В этом странном состоянии полупрозрения Осинин отправился на прием к урологу и во второй раз, чтобы узнать о результатах анализов. Заходя в кабинет, он поймал себя на необычной мысли, что совсем не удивился бы, если бы Иван Иванович Иванов вдруг оказался женщиной.

«Может быть, и весь мир с некоторых пор подделка? – попробовал даже философски обобщить Алексей Петрович. – Да, но тогда и я тоже подделка. А тогда… тогда зачем вообще жить?»

Тут он решил обратиться к своему демонию и спросить его, а не подделка ли и он?

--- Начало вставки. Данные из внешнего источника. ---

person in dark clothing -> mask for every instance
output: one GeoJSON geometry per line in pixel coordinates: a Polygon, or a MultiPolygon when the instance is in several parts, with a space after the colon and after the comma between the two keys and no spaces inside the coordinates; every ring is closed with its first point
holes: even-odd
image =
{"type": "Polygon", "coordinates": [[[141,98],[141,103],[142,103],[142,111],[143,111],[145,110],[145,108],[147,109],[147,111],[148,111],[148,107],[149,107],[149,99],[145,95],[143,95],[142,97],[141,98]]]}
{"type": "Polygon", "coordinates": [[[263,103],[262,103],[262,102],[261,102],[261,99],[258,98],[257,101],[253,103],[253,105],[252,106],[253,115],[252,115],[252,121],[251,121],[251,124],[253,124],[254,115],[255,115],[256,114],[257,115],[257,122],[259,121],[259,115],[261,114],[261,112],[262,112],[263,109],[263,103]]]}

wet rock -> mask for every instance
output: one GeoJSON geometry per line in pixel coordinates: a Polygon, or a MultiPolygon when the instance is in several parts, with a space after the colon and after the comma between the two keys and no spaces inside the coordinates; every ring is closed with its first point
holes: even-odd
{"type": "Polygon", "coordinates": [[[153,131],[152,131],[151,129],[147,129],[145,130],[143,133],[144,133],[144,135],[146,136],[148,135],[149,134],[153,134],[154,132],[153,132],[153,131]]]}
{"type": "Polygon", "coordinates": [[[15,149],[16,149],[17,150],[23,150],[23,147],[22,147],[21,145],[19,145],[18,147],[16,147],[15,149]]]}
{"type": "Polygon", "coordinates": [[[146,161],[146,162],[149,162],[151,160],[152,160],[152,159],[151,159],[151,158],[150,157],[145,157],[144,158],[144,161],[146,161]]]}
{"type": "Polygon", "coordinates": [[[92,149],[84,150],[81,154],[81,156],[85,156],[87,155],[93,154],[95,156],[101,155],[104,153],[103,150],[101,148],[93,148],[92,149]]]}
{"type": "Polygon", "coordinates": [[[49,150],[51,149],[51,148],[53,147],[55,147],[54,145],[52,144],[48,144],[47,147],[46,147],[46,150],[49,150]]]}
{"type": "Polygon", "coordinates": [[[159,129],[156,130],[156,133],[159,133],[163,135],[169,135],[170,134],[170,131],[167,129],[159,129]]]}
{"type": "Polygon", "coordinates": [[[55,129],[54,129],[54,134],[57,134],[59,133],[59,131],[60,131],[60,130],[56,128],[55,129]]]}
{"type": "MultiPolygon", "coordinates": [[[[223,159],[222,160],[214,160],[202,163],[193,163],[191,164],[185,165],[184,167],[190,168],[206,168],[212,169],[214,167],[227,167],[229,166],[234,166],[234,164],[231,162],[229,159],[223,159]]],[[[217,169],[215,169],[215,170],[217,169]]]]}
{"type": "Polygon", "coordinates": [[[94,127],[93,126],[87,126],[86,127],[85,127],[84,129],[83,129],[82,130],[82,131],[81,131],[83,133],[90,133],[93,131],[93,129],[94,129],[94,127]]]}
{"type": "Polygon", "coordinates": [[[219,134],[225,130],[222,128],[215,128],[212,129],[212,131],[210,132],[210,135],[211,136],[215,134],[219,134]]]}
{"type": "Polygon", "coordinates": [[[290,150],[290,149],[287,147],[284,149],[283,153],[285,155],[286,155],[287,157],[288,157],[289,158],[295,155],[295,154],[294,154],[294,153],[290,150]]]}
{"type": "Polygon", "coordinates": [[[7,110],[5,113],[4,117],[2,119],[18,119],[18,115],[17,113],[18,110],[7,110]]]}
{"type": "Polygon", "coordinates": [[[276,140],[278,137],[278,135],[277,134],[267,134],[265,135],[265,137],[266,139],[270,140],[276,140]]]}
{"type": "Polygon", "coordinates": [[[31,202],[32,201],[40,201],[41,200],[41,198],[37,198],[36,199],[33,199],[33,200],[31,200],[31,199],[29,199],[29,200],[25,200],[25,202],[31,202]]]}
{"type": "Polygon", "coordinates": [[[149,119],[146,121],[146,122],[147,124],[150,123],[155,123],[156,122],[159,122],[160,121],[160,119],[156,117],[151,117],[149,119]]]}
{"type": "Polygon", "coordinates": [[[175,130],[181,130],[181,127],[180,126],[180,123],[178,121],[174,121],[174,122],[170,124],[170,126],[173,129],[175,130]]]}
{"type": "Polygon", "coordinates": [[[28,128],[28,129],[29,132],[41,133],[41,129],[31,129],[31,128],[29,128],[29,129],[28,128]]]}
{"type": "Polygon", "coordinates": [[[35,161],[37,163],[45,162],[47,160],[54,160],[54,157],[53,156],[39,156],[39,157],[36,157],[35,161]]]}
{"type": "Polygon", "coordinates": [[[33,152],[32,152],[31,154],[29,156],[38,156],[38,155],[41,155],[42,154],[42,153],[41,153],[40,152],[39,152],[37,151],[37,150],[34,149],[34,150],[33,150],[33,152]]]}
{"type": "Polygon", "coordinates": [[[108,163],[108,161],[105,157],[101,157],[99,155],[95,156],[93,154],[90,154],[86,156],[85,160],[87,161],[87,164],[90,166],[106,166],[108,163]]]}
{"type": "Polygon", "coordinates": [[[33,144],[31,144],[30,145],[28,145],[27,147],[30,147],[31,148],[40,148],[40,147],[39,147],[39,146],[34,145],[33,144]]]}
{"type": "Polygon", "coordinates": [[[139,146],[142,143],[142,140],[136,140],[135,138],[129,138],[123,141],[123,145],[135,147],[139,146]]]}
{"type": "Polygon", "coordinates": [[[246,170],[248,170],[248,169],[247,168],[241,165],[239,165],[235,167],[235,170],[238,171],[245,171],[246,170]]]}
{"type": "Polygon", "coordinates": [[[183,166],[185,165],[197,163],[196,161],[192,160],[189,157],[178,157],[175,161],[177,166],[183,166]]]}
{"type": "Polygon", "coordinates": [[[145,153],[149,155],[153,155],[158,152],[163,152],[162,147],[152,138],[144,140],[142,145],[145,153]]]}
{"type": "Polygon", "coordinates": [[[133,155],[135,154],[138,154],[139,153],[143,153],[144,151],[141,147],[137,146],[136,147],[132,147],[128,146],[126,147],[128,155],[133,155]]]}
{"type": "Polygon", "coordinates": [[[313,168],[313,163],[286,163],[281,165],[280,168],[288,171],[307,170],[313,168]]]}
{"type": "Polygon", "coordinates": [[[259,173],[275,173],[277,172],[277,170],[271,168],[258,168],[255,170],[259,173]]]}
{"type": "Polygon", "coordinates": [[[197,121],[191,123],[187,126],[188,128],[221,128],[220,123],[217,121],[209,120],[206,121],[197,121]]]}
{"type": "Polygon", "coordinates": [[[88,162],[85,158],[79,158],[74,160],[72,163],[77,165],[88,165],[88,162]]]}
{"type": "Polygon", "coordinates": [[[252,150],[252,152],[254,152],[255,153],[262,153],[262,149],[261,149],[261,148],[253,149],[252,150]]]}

На что его демоний ответил серьезно, «уж что-что, а то, что ты не ложен, это точно…»

Как и в первый раз, Иван Иванович Иванов попросил пациента раздеться, и теперь почему-то даже до носков.

– Значит, носки не снимать? – виновато спросил Алексей Петрович.

– Я же сказал!

Осинин покорно повиновался. И носки не снял. Иван Иванович тонко, очень внимательно его оглядел. А потом очень тщательно, с пристрастием, прощупал. Рыжеватые волосинки его один раз даже было слегка коснулись живота Алексея Петровича, отчего тот неприязненно поморщился.

– Что такое? – поднимая голову и замечая неприязнь на лице пациента, строго спросил Иван Иванович. – Я же еще ничего вам не сделал!

– Щекотно.

– А-а, щекотно, – вкрадчиво сказал тогда Иван Иванович и вдруг так глубоко засунул что-то холодное Алексею Петровичу в анал, что тот даже закричал от неожиданности.

– Ничего-с, ничего-с, – жадно вдохнул в себя Иван Иванович аромат страданий, источаемый его жертвой.

– М-мм…

– Так-так, потерпите, – уролог выдернул инструмент и вставил вместо него палец, и теперь уже продолжал шуровать пальцем. – Так-так-так… А, вот он, кажется, нащупал его!

– Да ко-го-о… – мучительно простонал Осинин. – Кто-о т-там у меня?

– Как кто?

Иван Иванович даже вдруг весь как-то победно засиял.